I have an Alado system that I installed two years ago. There have been some minor headaches, but it has proven to be worth the effort. The installation is easy, but the instructions are poor, and it helps to have some previous furler experience. I didn't have any, and it took me a while to get the bugs ironed out. I'm satisfied now, though, and it is the least expensive system out there. The only drawback I can see is that I haven't figured out how to store the second halyard.


----------



## NCountry (May 25, 2006)

Just a follow up note. (It came to me that I might want to do this). I ended up with the Alado. The installation was super easy and only took a morning to do. It has worked flawlessly ever since with no problems what so ever. The salesmen Mr. Davenport was super great to work with and the furler arrived even faster than promised. Even after several inquiries I have NEVER heard from Hood about the old furler. Looks like this sailor won't be a needin any Hood equipment on his boat...........


----------



## sailingdog (Mar 19, 2006)

Sounds good... also sounds like Hood has a customer service problem.


----------



## svobsession (Dec 27, 2009)

Old thread... but Are you guys still happy with your alado?


----------



## dvpamenter (Mar 3, 2000)

I have a bias because I am the Canadian mfg agent. But.. go to the Alado Nautica site and ask Mr Davenport to provide you with the Practical Sailor review.
Don


----------



## sailingdog (Mar 19, 2006)

I'd point out that you probably should be disclosing this fact as part of your signature, in order to comply with Sailnet's Special Interest declaration requirements.



dvpamenter said:


> I have a bias because I am the Canadian mfg agent.
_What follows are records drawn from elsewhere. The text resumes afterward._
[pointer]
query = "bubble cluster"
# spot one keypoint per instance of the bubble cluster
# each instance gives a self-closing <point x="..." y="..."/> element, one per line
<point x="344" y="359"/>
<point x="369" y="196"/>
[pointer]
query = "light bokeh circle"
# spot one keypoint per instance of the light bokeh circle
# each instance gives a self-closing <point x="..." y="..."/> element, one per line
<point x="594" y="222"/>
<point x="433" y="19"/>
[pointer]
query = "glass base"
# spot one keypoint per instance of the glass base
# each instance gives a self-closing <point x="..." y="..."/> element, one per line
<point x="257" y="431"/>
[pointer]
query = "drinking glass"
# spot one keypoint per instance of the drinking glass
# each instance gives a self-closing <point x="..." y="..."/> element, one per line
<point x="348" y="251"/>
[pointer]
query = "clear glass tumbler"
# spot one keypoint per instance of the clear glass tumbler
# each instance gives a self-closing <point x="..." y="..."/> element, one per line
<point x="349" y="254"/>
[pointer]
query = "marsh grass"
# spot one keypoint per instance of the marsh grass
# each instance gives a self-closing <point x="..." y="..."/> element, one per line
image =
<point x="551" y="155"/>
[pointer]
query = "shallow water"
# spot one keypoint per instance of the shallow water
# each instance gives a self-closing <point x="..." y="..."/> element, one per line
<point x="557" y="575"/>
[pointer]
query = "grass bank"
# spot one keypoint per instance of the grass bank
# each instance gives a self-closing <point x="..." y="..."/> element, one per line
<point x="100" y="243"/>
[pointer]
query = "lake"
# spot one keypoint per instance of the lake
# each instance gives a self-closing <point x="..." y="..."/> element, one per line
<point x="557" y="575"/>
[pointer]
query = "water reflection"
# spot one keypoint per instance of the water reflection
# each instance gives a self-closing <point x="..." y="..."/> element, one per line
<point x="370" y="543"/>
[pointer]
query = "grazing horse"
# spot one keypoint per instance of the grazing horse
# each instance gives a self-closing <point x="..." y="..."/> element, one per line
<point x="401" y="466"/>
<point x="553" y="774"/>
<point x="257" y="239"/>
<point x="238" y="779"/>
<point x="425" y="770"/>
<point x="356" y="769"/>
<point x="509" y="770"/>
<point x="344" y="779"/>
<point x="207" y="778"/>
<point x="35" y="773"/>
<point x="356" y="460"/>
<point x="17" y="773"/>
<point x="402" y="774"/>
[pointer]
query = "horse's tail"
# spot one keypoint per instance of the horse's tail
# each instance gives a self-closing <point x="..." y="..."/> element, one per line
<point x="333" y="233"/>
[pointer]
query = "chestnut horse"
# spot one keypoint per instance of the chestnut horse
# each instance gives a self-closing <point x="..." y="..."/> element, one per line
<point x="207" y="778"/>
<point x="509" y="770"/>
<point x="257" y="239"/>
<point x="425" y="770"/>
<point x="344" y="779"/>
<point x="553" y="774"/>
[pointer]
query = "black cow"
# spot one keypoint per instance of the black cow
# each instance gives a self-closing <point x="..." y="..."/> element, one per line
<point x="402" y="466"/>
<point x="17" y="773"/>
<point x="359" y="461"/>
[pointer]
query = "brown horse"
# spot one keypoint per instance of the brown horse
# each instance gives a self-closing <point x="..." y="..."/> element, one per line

But.. go to the Alado Nautica site and ask Mr Davenport to provide you with the Practical Sailor review.
> Don


----------



## dvpamenter (Mar 3, 2000)

I appreciate the comment. Felt disclosing any time I commented on a furler would do, but you are likely right SD so sig is changed.
Don


----------



## mlsalwa (Apr 5, 2000)

I have an Alado furler on my Hunter 26.5 for two years now. Had no problem mounting it and it has worked fine. Wish I would have done it 10 years ago. I especially like the fact that I did not have to rework the forestay like some of the others.


----------